What is the Langevin function?
The Langevin function is defined as \(L(x) = \coth(x) - \frac{1}{x}\), where \(\coth(x)\) is the hyperbolic cotangent. It first appeared in Paul Langevin's classical theory of paramagnetism, where it describes the average magnetization of an ensemble of freely rotating magnetic dipoles in an external field. The same function shows up in Langevin-Debye theory of dielectric polarization and in the statistical mechanics of freely jointed polymer chains, where it relates chain extension to applied tension. Mathematically, it is the J approaching infinity limit of the Brillouin function.
How to use this calculator
Enter any real number for the argument \(x\) — positive, negative, or zero — and the calculator returns \(L(x)\). The function is odd, so \(L(-x) = -L(x)\), and its output always lies strictly between -1 and 1. As \(x\) grows large the value saturates toward +1 (or -1 for large negative \(x\)), reflecting full alignment of the dipoles.
The formula explained
$$L(x) = \coth(x) - \frac{1}{x}$$ with \(\coth(x) = \frac{\cosh(x)}{\sinh(x)} = \frac{e^x + e^{-x}}{e^x - e^{-x}}\). At \(x = 0\) both terms diverge, but their difference has a removable singularity equal to 0. Because directly subtracting two large numbers near zero causes catastrophic cancellation, this tool switches to the Taylor series \(L(x) \approx \frac{x}{3} - \frac{x^3}{45} + \frac{2x^5}{945}\) when \(|x|\) is tiny, giving the well-known slope of \(\frac{1}{3}\) at the origin.
Worked example
For \(x = 1\): \(\cosh(1) = 1.5430806348\) and \(\sinh(1) = 1.1752011936\), so \(\coth(1) = 1.3130352855\). Then $$L(1) = 1.3130352855 - 1 = 0.3130352855$$ For a small argument \(x = 0.1\), the series gives \(\frac{0.1}{3} - \frac{0.001}{45} \approx 0.0333111\), matching the direct evaluation.
FAQ
Why is \(L(0) = 0\)? Both \(\coth(x)\) and \(\frac{1}{x}\) blow up at \(x = 0\), but they cancel; the limit of their difference is exactly 0, with the function rising linearly at slope \(\frac{1}{3}\).

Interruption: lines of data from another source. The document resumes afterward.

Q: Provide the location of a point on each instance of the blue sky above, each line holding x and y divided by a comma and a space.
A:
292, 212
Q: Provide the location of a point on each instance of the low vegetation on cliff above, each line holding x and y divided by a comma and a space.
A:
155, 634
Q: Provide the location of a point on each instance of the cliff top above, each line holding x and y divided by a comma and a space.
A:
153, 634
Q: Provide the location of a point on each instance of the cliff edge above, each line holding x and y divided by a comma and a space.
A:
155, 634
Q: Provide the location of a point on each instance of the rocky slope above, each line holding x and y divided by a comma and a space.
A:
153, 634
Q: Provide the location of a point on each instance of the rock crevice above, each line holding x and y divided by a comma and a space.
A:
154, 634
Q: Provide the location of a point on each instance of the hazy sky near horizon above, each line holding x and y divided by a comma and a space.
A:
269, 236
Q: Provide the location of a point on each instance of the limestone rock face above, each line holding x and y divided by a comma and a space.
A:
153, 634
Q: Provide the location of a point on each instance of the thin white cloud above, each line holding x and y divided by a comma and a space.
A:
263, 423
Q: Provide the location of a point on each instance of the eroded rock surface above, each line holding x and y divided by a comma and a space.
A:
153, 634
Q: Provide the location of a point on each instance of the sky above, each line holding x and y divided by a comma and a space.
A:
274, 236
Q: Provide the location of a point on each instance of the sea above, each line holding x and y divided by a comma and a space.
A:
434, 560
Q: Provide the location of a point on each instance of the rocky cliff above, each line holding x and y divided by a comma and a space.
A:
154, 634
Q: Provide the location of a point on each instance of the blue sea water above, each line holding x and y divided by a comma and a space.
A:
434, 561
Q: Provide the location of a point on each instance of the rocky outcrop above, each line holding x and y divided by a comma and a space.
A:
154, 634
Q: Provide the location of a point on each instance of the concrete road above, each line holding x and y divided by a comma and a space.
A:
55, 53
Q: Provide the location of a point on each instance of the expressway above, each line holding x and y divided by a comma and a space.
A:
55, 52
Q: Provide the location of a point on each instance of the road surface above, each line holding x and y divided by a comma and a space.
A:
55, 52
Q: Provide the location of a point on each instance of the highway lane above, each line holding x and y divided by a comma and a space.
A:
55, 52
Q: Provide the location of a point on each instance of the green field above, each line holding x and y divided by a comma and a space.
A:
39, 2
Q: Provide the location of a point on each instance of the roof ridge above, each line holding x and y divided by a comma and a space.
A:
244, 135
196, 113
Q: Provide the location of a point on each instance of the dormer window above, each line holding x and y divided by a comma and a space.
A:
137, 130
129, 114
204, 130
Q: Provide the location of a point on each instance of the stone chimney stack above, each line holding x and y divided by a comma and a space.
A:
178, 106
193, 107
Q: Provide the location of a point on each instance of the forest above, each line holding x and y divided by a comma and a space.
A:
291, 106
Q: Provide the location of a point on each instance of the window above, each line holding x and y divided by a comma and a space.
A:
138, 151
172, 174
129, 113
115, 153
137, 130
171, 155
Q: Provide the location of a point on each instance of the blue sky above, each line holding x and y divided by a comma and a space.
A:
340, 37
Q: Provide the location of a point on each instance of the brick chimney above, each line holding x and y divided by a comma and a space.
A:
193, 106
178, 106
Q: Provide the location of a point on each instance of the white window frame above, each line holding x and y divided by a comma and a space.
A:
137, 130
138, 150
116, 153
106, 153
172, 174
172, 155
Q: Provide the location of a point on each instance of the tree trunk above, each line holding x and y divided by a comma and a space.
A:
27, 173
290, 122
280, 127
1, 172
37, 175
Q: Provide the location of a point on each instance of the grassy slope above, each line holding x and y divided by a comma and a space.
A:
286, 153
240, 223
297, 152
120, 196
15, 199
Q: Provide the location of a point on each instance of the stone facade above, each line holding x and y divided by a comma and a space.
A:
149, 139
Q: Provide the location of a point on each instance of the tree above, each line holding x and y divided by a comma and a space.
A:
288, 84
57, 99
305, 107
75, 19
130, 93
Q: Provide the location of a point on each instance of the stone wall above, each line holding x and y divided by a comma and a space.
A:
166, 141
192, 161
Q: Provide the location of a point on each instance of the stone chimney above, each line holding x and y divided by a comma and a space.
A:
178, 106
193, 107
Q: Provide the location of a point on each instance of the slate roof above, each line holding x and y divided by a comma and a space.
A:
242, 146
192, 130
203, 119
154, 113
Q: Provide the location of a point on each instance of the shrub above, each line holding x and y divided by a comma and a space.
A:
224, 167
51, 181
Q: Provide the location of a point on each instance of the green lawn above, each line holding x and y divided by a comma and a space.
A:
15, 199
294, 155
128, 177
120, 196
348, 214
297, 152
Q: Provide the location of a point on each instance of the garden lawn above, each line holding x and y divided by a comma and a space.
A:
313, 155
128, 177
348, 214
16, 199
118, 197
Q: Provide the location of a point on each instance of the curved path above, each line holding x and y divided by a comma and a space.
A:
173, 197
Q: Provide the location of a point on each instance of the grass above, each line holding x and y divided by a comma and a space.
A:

What is the range of \(L(x)\)? The Langevin function is monotonically increasing with range \((-1, 1)\); it approaches but never reaches the asymptotes \(\pm 1\).
How does it relate to the Brillouin function? The Brillouin function \(B_J(x)\) reduces to the Langevin function in the limit J approaching infinity, the classical continuous-spin case.